6. Cross-country comparisons are rendered difficult by several factors: some countries spend a lot on housing to deal with a harsh climate; leisure-loving societies do not have their leisure valued; exchange rates used to express GDP figures in common currencies do not accurately reflect cost-of-living differences; and differences in income distributions are ignored.
Despite these problems in using GDP to measure an economy's welfare and to compare it to other economies, most economists are comfortable using GDP figures for comparisons over time, such as measuring an economy's growth rate. So long as the size of the underground economy is stable, there are no dramatic changes in crime and pollution, and the fraction of an economy's economic activity that appears on markets is relatively constant, growth measures should paint an adequate picture of economic progress.
But economic growth is not the only way of measuring progress, and many believe that the high profile of GDP has served to divert attention from other forms of human progress. One respected alternative measure is the human development index, developed in 1990 by the United Nations Development Programme. It is an index calculated as an equally weighted average of relative performances on measures of life expectancy, educational attainment, and income. Canada and the United States are the top countries by this measure.
Just as a company would be unwise to chart its course by looking at its cash flow without looking at its balance sheet, so would a country be unwise to focus on GDP without looking at its its worth. The World Bank has ranked countries by per capita wealth, calculated by estimating the value of each country's natural resources, machinery, buildings and other man-made capital, and human resources. By this measure the wealthiest countries are those with few people and lots of oil, like the United Arab Emirates, and countries with few natural resources but substantial human ingenuity, such as Switzerland. Resource-rich Australia and Canada top this ranking; the United States is twelfth, just behind Norway.
One of the most prominent ways in which GDP changes can be misleading is if the effects of overall price changes on this measure are not taken into account. Doing so produces the important distinction between real and nominal GDP.

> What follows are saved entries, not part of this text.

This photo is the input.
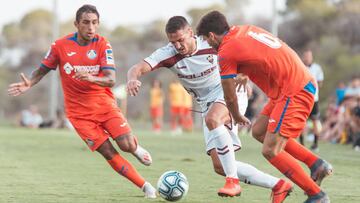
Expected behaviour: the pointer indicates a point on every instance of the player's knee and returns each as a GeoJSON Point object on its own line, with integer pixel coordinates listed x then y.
{"type": "Point", "coordinates": [257, 133]}
{"type": "Point", "coordinates": [268, 152]}
{"type": "Point", "coordinates": [107, 151]}
{"type": "Point", "coordinates": [212, 122]}
{"type": "Point", "coordinates": [258, 136]}
{"type": "Point", "coordinates": [128, 147]}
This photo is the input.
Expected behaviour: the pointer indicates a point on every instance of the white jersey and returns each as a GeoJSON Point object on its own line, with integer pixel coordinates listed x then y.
{"type": "Point", "coordinates": [198, 73]}
{"type": "Point", "coordinates": [317, 72]}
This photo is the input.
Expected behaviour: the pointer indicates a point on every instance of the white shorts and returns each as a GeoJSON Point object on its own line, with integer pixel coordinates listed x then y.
{"type": "Point", "coordinates": [232, 128]}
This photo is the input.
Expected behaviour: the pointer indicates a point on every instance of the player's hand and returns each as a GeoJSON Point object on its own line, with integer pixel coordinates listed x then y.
{"type": "Point", "coordinates": [84, 76]}
{"type": "Point", "coordinates": [242, 120]}
{"type": "Point", "coordinates": [133, 87]}
{"type": "Point", "coordinates": [19, 88]}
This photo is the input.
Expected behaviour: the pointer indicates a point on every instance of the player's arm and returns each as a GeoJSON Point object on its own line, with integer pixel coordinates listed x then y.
{"type": "Point", "coordinates": [16, 89]}
{"type": "Point", "coordinates": [137, 70]}
{"type": "Point", "coordinates": [229, 88]}
{"type": "Point", "coordinates": [107, 80]}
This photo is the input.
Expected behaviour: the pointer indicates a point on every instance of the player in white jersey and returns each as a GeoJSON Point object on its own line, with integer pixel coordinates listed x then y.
{"type": "Point", "coordinates": [195, 64]}
{"type": "Point", "coordinates": [317, 72]}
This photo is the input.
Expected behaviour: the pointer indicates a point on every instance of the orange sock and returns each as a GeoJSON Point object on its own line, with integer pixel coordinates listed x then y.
{"type": "Point", "coordinates": [287, 165]}
{"type": "Point", "coordinates": [300, 152]}
{"type": "Point", "coordinates": [124, 168]}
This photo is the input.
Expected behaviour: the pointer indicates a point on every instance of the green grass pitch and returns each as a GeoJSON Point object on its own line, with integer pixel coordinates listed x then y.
{"type": "Point", "coordinates": [38, 166]}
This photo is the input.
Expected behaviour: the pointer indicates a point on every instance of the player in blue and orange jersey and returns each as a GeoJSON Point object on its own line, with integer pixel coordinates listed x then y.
{"type": "Point", "coordinates": [194, 63]}
{"type": "Point", "coordinates": [87, 71]}
{"type": "Point", "coordinates": [278, 71]}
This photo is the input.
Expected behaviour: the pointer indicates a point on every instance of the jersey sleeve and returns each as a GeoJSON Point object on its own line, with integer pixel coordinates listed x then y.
{"type": "Point", "coordinates": [162, 57]}
{"type": "Point", "coordinates": [228, 67]}
{"type": "Point", "coordinates": [107, 61]}
{"type": "Point", "coordinates": [320, 75]}
{"type": "Point", "coordinates": [51, 59]}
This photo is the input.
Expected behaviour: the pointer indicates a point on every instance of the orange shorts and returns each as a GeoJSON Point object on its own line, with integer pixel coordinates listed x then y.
{"type": "Point", "coordinates": [288, 116]}
{"type": "Point", "coordinates": [95, 131]}
{"type": "Point", "coordinates": [156, 112]}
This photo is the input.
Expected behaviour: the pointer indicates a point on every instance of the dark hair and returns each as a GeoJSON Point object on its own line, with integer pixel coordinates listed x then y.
{"type": "Point", "coordinates": [87, 8]}
{"type": "Point", "coordinates": [212, 22]}
{"type": "Point", "coordinates": [176, 23]}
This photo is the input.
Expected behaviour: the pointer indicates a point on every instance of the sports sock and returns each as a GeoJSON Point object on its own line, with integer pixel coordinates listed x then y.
{"type": "Point", "coordinates": [124, 168]}
{"type": "Point", "coordinates": [225, 150]}
{"type": "Point", "coordinates": [287, 165]}
{"type": "Point", "coordinates": [253, 176]}
{"type": "Point", "coordinates": [301, 139]}
{"type": "Point", "coordinates": [300, 152]}
{"type": "Point", "coordinates": [316, 137]}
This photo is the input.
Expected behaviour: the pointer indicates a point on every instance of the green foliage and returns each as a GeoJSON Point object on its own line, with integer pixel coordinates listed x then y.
{"type": "Point", "coordinates": [56, 166]}
{"type": "Point", "coordinates": [196, 13]}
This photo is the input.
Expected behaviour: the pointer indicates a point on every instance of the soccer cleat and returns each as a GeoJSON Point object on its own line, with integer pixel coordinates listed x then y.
{"type": "Point", "coordinates": [320, 170]}
{"type": "Point", "coordinates": [281, 190]}
{"type": "Point", "coordinates": [143, 156]}
{"type": "Point", "coordinates": [321, 197]}
{"type": "Point", "coordinates": [231, 188]}
{"type": "Point", "coordinates": [315, 148]}
{"type": "Point", "coordinates": [149, 190]}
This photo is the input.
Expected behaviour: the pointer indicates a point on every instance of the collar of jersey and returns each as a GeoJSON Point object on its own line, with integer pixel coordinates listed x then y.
{"type": "Point", "coordinates": [197, 47]}
{"type": "Point", "coordinates": [74, 38]}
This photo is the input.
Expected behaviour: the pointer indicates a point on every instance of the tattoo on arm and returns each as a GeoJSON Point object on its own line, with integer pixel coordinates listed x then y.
{"type": "Point", "coordinates": [37, 75]}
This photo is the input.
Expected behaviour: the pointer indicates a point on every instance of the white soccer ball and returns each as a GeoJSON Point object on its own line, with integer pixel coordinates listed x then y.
{"type": "Point", "coordinates": [172, 185]}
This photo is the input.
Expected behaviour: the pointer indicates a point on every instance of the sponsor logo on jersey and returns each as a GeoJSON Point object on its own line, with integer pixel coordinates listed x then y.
{"type": "Point", "coordinates": [181, 67]}
{"type": "Point", "coordinates": [109, 57]}
{"type": "Point", "coordinates": [89, 142]}
{"type": "Point", "coordinates": [71, 53]}
{"type": "Point", "coordinates": [210, 58]}
{"type": "Point", "coordinates": [123, 124]}
{"type": "Point", "coordinates": [91, 54]}
{"type": "Point", "coordinates": [93, 70]}
{"type": "Point", "coordinates": [271, 120]}
{"type": "Point", "coordinates": [198, 75]}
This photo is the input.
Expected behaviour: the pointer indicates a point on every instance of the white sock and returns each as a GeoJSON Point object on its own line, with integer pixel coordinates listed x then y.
{"type": "Point", "coordinates": [225, 150]}
{"type": "Point", "coordinates": [253, 176]}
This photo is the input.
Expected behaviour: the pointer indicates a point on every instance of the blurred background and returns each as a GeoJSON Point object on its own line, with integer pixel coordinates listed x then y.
{"type": "Point", "coordinates": [330, 28]}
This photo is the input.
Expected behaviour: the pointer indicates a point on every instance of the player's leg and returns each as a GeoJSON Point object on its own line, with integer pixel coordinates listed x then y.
{"type": "Point", "coordinates": [124, 168]}
{"type": "Point", "coordinates": [316, 130]}
{"type": "Point", "coordinates": [96, 139]}
{"type": "Point", "coordinates": [120, 131]}
{"type": "Point", "coordinates": [290, 115]}
{"type": "Point", "coordinates": [216, 133]}
{"type": "Point", "coordinates": [319, 168]}
{"type": "Point", "coordinates": [315, 119]}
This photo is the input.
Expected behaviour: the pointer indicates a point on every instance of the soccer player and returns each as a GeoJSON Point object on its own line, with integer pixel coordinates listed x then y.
{"type": "Point", "coordinates": [176, 100]}
{"type": "Point", "coordinates": [156, 105]}
{"type": "Point", "coordinates": [87, 70]}
{"type": "Point", "coordinates": [277, 70]}
{"type": "Point", "coordinates": [195, 64]}
{"type": "Point", "coordinates": [317, 72]}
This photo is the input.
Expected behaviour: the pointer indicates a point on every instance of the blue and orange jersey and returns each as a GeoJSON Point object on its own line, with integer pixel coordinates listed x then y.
{"type": "Point", "coordinates": [82, 99]}
{"type": "Point", "coordinates": [273, 66]}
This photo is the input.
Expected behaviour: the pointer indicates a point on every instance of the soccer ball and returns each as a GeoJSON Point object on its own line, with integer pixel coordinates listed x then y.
{"type": "Point", "coordinates": [172, 185]}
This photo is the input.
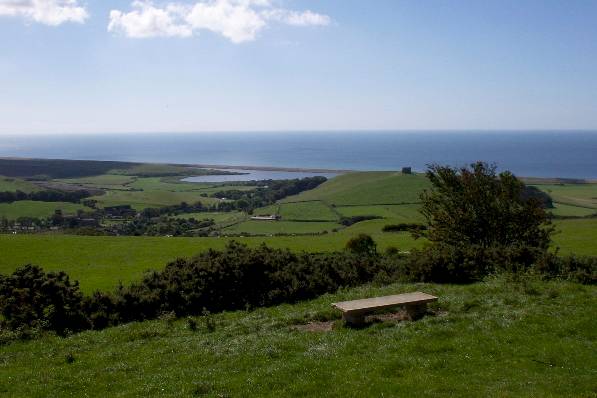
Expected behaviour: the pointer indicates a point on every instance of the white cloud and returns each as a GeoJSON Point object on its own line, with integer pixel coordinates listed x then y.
{"type": "Point", "coordinates": [149, 21]}
{"type": "Point", "coordinates": [237, 20]}
{"type": "Point", "coordinates": [305, 18]}
{"type": "Point", "coordinates": [49, 12]}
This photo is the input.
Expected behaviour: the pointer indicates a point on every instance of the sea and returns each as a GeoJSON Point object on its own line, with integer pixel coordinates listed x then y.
{"type": "Point", "coordinates": [564, 154]}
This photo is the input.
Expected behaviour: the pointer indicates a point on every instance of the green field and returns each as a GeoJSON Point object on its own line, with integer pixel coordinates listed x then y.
{"type": "Point", "coordinates": [561, 209]}
{"type": "Point", "coordinates": [499, 338]}
{"type": "Point", "coordinates": [583, 195]}
{"type": "Point", "coordinates": [280, 227]}
{"type": "Point", "coordinates": [399, 213]}
{"type": "Point", "coordinates": [15, 184]}
{"type": "Point", "coordinates": [107, 181]}
{"type": "Point", "coordinates": [29, 208]}
{"type": "Point", "coordinates": [576, 236]}
{"type": "Point", "coordinates": [143, 199]}
{"type": "Point", "coordinates": [100, 262]}
{"type": "Point", "coordinates": [301, 211]}
{"type": "Point", "coordinates": [367, 188]}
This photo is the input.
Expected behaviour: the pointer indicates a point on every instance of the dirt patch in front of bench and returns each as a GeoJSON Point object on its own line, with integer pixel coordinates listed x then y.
{"type": "Point", "coordinates": [326, 326]}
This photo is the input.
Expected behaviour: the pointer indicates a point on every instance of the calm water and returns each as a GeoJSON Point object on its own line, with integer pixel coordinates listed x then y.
{"type": "Point", "coordinates": [255, 175]}
{"type": "Point", "coordinates": [541, 154]}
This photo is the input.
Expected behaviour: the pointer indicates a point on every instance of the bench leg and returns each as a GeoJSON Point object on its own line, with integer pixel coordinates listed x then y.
{"type": "Point", "coordinates": [353, 319]}
{"type": "Point", "coordinates": [416, 311]}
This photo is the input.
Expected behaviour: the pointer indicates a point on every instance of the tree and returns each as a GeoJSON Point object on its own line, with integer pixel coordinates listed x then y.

2.4 Real Versus Nominal GDP
One way the GDP measure can increase is if the nation produces a larger physical quantity of goods and services, implying that more goods and services are available for distribution to participants in the economy. Such a change would be of importance to our standard of living. But GDP can also change simply because the prices of all goods and services rise, as they do during an inflation. In this case a larger GDP does not correspond to a larger physical quantity of goods and services. Typically, each year GDP increases for both reasons, so some way of distinguishing changes in GDP due to physical changes in output from changes due to price level changes must be found.